Mission au Sénégal, Novembre 2017

Nous étions à Thies du 12 au 20 Novembre 2017

Thies est à 70 kms à l’est de Dakar. Seconde ville du Sénégal (prés de 300000 habitants), elle a depuis 2018 un magnifique aéroport tout proche.
Nous avons enseigné sur deux week-end prolongés (vendredi après-midi, Samedi, et Dimanche) à deux groupes d’élèves enthousiastes :

Un groupe d’homéopathie familiale formé par 4 élèves ( sœur Françoise, infirmière sage-femme, qui dirige le plus grand dispensaire de Thies , Bastou élève infirmier en fin d’études, Vénéranda agronome qui va dans les villages enseigner la nutrition, et Gabriel professeur, jeune retraité
Et deux étudiantes en 3 ème année d’études d’homéopathie : Diaka, pharmacienne à Dakar, et Natacha Joelle, assistante dentaire. Abdoulail, pharmacien très nouvellement installé au nord du Sénégal, n’a hélas pas trouvé de remplaçant.

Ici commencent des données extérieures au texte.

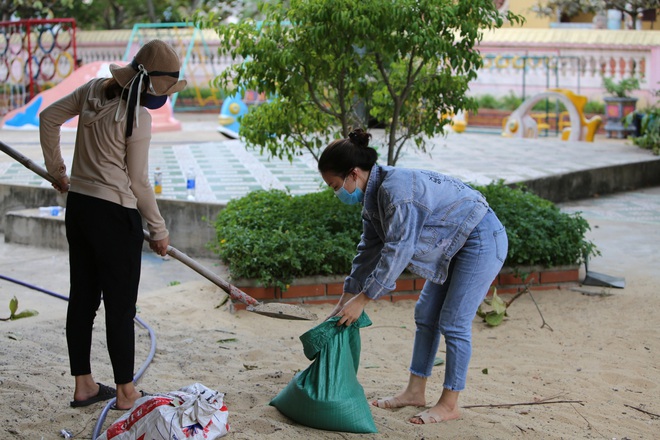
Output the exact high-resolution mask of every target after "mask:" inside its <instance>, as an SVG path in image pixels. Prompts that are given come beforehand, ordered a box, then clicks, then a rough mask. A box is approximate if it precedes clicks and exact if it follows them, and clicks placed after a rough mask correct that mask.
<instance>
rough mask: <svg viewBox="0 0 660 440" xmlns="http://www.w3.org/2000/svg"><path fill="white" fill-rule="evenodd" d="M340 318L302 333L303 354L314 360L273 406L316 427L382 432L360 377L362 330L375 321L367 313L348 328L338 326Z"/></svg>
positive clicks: (335, 430) (291, 384) (354, 431)
mask: <svg viewBox="0 0 660 440" xmlns="http://www.w3.org/2000/svg"><path fill="white" fill-rule="evenodd" d="M338 320H339V318H336V317H335V318H330V319H329V320H327V321H325V322H323V323H321V324H319V325H317V326H316V327H314V328H313V329H311V330H309V331H308V332H306V333H304V334H303V335H301V336H300V340H301V341H302V343H303V349H304V352H305V356H307V359H309V360H313V361H314V362H312V364H311V365H310V366H309V367H307V369H306V370H304V371H301V372H300V373H298V374H296V375H295V376H294V377H293V379H291V382H289V384H288V385H287V386H286V387H285V388H284V389H283V390H282V391H280V393H279V394H278V395H277V396H276V397H275V398H274V399H273V400H271V402H270V404H271V405H272V406H274V407H275V408H277V409H278V410H279V411H280V412H281V413H282V414H284V415H285V416H287V417H289V418H290V419H292V420H294V421H296V422H298V423H300V424H302V425H305V426H309V427H312V428H317V429H325V430H328V431H342V432H356V433H375V432H378V430H377V429H376V425H375V424H374V419H373V417H372V415H371V408H370V405H369V402H367V398H366V397H365V395H364V389H363V388H362V385H360V383H359V382H358V380H357V370H358V364H359V363H360V348H361V344H360V328H362V327H368V326H370V325H371V320H370V319H369V317H368V316H367V314H366V313H364V312H363V313H362V315H361V316H360V318H359V319H358V320H357V321H355V322H354V323H353V324H351V325H350V326H349V327H346V326H343V325H342V326H337V321H338Z"/></svg>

Ravis d’apprendre dans la joie (jeux de rôle, devinettes en s’appuyant sur des tableaux correspondant aux diverses pathologies étudiées), nos étudiants en redemandaient après la nuit tombée. Ils avaient révisé les cours précédents et étaient fiers de leurs réussites.
Quel bonheur de pouvoir guérir une diarrhée importante chez un petit enfant, des maux de dents, ou une allergie grave suite de piqures d’abeilles….avec un seul granule dilué après une étude très codifiée du cas !

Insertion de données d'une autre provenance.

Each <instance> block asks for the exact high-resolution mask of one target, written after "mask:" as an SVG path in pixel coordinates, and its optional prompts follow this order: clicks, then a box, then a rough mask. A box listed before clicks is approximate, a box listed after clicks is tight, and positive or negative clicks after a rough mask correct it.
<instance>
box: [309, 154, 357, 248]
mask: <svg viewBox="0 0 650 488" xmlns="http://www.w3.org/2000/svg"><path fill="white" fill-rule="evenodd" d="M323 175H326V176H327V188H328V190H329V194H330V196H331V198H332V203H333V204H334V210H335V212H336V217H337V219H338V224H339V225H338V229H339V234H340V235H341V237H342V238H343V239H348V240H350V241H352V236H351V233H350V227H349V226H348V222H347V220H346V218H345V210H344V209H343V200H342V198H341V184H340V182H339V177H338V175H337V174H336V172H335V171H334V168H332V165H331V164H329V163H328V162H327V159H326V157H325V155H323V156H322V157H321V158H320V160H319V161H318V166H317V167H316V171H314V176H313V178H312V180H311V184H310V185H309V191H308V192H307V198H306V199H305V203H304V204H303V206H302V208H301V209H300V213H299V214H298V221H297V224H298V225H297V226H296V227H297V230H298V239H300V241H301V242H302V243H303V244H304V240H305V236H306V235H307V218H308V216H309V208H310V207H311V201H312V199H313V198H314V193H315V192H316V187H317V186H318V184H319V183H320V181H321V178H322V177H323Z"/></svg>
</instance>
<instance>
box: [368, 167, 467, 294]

Un jeune pharmacien, désireux de faire son mémoire sur l’homéopathie s’est joint à nous et…a pris le virus ! Il fera partie des prochains apprenants, c’est promis.
Il nous faut vous raconter combien l’effort fourni pour venir apprendre est important : trajets très longs, chaleur, charge de famille et…l’argent. Ainsi Bastou a frôlé la mort car il est venu de Dakar en taxi familial (7 personnes et en général 300000 kms au compteur minimum..) pour lequel il avait dépensé 3 euros (en FCFA) et au milieu le pneu a crevé, le taxi s’est renversé et…Bastou a passé 3 heures1/2 ( par 40 d° ) à attendre qu’il soit réparé car il n’avait pas l’équivalent de 1,50 euros pour prendre un autre taxi. Son état (il est arrivé comme paralysé par la peur) a nécéssité Opium qui lui a fait le plus grand bien.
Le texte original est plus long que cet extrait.